Il résulte de l’article L. 313-51 du code de la consommation applicable en cas de défaillance de l’emprunteur immobilier, que lorsque le prêteur est amené à demander la résolution du contrat, il peut exiger le remboursement immédiat du capital restant dû, ainsi que le paiement des intérêts échus et que jusqu’à la date du règlement effectif, les sommes restant dues produisent des intérêts de retard à un taux égal à celui du prêt. Le texte prévoit en outre que le prêteur peut demander à l’emprunteur défaillant une indemnité qui, sans préjudice de l’application de l’article 1231-5 du code civil, ne peut excéder un montant qui, dépendant de la durée restant à courir du contrat, est fixé suivant un barème déterminé par décret. Selon l’article R. 313-28 du code de la consommation, l’indemnité prévue en cas de résolution du contrat de crédit ne peut dépasser 7 % des sommes dues au titre du capital restant dû ainsi que des intérêts échus et non versés. Des dispositions conformes à ces textes sont en l’espèce énoncées dans les conditions générales du contrat de prêt.

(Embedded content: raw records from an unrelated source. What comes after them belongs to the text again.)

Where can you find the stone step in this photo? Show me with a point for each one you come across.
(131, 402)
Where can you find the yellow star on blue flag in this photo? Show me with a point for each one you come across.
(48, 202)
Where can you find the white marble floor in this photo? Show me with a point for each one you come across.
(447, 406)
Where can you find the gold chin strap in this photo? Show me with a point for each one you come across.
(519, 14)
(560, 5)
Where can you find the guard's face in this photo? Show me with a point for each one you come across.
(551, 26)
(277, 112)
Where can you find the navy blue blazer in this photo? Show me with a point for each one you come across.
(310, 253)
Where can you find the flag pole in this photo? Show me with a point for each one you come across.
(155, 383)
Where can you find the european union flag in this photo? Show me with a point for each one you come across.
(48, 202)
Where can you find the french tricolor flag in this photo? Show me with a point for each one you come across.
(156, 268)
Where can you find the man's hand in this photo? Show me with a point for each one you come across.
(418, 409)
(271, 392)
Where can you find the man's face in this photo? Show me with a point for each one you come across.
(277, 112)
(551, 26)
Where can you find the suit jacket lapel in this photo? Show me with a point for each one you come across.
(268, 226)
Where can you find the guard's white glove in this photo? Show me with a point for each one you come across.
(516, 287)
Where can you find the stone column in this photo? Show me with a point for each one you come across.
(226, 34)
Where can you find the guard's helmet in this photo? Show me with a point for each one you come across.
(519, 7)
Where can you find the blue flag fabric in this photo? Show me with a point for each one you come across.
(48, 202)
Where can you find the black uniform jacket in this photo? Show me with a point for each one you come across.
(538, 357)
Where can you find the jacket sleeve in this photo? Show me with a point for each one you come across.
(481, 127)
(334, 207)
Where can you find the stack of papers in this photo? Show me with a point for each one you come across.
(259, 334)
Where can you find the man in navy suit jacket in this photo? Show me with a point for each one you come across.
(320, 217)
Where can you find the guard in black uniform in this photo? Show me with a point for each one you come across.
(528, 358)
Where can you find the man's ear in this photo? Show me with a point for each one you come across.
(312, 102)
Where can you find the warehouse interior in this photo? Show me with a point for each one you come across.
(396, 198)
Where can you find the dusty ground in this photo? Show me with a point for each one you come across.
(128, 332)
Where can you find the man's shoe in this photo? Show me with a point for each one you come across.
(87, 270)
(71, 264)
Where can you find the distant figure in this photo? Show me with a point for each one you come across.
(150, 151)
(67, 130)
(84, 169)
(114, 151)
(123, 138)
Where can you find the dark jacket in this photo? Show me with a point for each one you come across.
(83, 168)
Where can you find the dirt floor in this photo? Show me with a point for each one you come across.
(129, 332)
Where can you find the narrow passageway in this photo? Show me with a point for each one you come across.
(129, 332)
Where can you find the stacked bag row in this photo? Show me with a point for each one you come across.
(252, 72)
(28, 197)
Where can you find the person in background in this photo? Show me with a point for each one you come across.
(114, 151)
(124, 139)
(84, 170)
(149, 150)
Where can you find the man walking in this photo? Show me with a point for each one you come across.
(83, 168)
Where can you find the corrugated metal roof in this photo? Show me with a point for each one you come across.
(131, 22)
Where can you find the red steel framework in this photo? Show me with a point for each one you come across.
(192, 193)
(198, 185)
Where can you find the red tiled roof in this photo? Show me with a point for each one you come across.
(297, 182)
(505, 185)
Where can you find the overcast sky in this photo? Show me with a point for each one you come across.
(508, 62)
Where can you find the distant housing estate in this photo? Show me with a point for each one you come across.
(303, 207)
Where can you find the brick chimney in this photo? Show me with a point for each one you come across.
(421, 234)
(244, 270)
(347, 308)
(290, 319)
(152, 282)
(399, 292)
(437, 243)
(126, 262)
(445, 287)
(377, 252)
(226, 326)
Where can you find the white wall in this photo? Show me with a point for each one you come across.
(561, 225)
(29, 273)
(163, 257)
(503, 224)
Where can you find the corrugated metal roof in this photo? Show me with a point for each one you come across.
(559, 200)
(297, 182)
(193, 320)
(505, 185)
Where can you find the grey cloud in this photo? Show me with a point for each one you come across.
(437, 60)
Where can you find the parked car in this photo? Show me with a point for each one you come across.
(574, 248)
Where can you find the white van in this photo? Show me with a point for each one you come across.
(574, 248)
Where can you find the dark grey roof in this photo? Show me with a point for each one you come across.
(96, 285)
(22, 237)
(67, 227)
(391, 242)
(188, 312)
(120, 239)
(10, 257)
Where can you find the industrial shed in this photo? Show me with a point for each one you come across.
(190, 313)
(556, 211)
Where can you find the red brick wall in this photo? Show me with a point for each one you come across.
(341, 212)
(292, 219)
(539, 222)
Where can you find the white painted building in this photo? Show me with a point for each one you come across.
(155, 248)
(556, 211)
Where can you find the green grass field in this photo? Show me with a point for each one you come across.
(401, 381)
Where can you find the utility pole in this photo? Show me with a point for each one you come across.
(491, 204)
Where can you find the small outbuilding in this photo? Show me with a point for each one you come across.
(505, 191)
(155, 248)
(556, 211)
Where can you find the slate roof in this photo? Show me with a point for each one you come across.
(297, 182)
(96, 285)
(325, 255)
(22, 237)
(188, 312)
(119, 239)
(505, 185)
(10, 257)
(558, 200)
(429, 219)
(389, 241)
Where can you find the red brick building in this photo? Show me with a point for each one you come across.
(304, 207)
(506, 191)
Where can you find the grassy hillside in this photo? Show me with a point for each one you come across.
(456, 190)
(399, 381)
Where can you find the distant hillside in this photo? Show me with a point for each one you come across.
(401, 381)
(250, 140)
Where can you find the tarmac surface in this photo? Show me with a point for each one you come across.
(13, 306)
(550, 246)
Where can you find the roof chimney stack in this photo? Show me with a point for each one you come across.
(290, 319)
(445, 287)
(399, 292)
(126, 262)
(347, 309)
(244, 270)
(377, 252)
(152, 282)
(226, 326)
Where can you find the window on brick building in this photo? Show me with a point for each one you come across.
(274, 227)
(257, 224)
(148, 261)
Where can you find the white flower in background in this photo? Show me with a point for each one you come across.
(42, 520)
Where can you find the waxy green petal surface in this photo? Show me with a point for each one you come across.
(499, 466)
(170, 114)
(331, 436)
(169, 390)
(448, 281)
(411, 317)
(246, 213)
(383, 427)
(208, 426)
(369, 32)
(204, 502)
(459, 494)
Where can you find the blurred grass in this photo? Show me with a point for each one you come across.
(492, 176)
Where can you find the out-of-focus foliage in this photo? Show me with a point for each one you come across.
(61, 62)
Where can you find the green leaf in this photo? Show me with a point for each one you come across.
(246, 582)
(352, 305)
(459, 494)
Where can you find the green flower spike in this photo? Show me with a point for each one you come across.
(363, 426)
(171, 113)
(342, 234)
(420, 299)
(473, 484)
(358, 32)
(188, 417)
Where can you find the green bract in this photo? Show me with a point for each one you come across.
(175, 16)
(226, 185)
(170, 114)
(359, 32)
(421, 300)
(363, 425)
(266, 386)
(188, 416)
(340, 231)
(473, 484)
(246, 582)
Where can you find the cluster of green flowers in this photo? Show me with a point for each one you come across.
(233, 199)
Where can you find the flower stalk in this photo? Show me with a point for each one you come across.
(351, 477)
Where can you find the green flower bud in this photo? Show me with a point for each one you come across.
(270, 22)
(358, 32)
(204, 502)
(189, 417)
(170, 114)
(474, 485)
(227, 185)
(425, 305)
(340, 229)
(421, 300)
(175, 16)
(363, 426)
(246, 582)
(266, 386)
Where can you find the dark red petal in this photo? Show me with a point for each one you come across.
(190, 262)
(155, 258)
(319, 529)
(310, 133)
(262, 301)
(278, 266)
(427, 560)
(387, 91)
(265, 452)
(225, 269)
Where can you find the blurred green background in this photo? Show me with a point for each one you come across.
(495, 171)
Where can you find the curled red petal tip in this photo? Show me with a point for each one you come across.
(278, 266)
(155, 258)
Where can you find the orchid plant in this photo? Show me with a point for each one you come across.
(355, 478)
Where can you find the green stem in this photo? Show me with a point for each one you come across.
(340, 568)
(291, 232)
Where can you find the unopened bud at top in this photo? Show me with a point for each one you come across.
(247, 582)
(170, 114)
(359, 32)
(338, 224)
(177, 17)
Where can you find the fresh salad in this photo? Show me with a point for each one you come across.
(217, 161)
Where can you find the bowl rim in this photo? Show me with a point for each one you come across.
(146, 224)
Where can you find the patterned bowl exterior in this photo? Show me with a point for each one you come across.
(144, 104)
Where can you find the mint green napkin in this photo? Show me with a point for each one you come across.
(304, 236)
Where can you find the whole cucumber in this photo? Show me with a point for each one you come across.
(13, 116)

Il ressort des pièces versées aux débats, notamment de l’historique des paiements, du tableau d’amortissement et du décompte, que la Caisse régionale de crédit agricole mutuel de l’Anjou et du Maine est en droit de réclamer la condamnation de la défenderesse au paiement des sommes suivantes :
— principal : 97 768,17 euros
— intérêts au taux de 4,34 % du 18/04/2023 au 01/09/2023 : 1 023,00 euros
— intérêts de retard : 85,92 euros
— indemnité conventionnelle : 6 909,18 euros
Total : 105 786,27 euros
L’indemnité de résolution du contrat de prêt n’ayant pas un caractère manifestement excessif, il n’y a pas lieu pour la présente juridiction de modérer d’office son montant en application de l’article 1231-5 du code civil.
Mme [N] sera condamnée à payer la somme de 105 786,27 euros, avec intérêts au taux contractuel de 4,34 % par an sur la somme de 97 768,17 euros à compter du 2 septembre 2023.
— Sur les dépens et sur l’application des dispositions de l’article 700 du code de procédure civile :
Mme [N], partie perdante, supportera la charge des entiers dépens.
Il est justifié de faire partiellement droit à la demande au titre de l’article 700 du code de procédure civile présentée par la Caisse régionale de crédit agricole mutuel de l’Anjou et du Maine et de condamner Mme [N] au paiement de la somme de 1 000 euros sur ce fondement.
— Sur l’exécution provisoire :
Selon l’article 514 du code de procédure civile, dans sa rédaction applicable au litige, les décisions de première instance sont de droit exécutoires à titre provisoire à moins que la loi ou la décision rendue n’en dispose autrement. Selon l’article 514-1, le juge, statuant d’office ou à la demande d’une partie et par décision spécialement motivée, peut écarter l’exécution provisoire de droit, en tout ou partie, s’il estime qu’elle est incompatible avec la nature de l’affaire. En l’espèce, il y a lieu de constater qu’il n’existe aucun motif de nature à écarter l’exécution provisoire de droit.
PAR CES MOTIFS :
Le TRIBUNAL,
Statuant publiquement, par jugement contradictoire, en premier ressort et par mise à disposition au greffe,
CONDAMNE Mme [L] [N] à payer à la Caisse régionale de crédit agricole mutuel de l’Anjou et du Maine les sommes de :
— 105 786,27 € (cent cinq mille sept cent quatre-vingt-six euros et vingt-sept centimes), avec intérêts au taux contractuel de 4,34 % par an sur la somme de 97 768,17 euros à compter du 2 septembre 2023, au titre du prêt immobilier n° 00078934959 ;
— 1 000 € (mille euros) au titre de l’article 700 du code de procédure civile ;
CONDAMNE Mme [L] [N] aux entiers dépens de l’instance ;
DIT que la présente décision est exécutoire de droit.
Jugement rendu par mise à disposition au Greffe le TREIZE MAI DEUX MIL VINGT CINQ, par Yannick BRISQUET, Premier Vice-Président, assisté de Valérie PELLEREAU, Greffière, lesquels ont signé la minute du présent Jugement.